Kaes Van’t Hof: Yeah. Arun its Kaes. Our goal is to keep the drilling program ahead of the SimulFRAC fleet and just keep the SimulFRAC fleet moving in efficient just like we want to keep rigs moving from pad to pad without waiting on pack instruction or whatever. So we kind of see them as two different programs altogether, knowing that they’re very dependent on each other. But I think the, the drilling and completion teams both this year have really done an excellent job of leaning in and pushing the machine to the limits and finding the little pieces of efficiency gains that can pick up. And we continue as we’ve always done to tinker and find better ways to execute our development strategy and build a better mousetrap. And when we find different ways to design these wells and execute that. We’ll lean into it and continue to chase that the efficiency line.
Arun Jayaram: Great. Thanks a lot.
Operator: Next question comes from the line of Scott Gruber of Citigroup. Your line is now open.
Scott Gruber: Yes. Good morning and congrats on another good quarter. I want to follow-up on Arun’s question, just on the activity set in the next year. And get some more clarity on the plan for the DUCs. And so it sounds like you could be running, the 14 or 15 rigs. Will you end up drilling, 330 or so wells by running 14 or 15 rigs, or will the base plan for next year contemplate a drawdown of some of those excess DUCs?

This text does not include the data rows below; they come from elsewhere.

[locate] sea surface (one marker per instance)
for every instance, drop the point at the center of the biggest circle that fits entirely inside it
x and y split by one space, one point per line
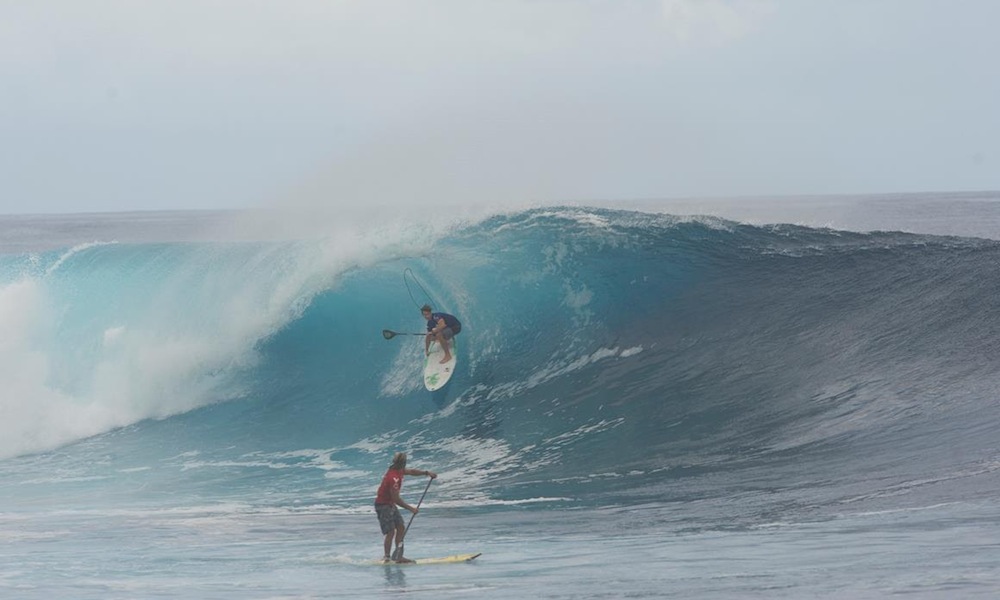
754 398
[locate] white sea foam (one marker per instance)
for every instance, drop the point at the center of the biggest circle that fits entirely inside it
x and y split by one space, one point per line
171 334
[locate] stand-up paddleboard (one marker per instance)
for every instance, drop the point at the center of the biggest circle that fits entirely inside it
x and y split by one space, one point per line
434 561
437 375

Kaes Van’t Hof: I don’t think we’re planning on drawing any down, absent any in the field issues. I think generally, we feel a lot better at this level of DUCs for the size of projects that we have ahead of us. Earlier this year, we were getting pretty close, that the rigs or the frackers were getting pretty close to the rigs getting off location and 20 well pad or 24 well pad or however you want to break it up, you have to have all 24 wells done before you can bring on the drilling side, before you can bring the fracture in. At least that’s how we do it. And that’s why that kind of 150 number, we mentioned feels like a much more balanced number going forward.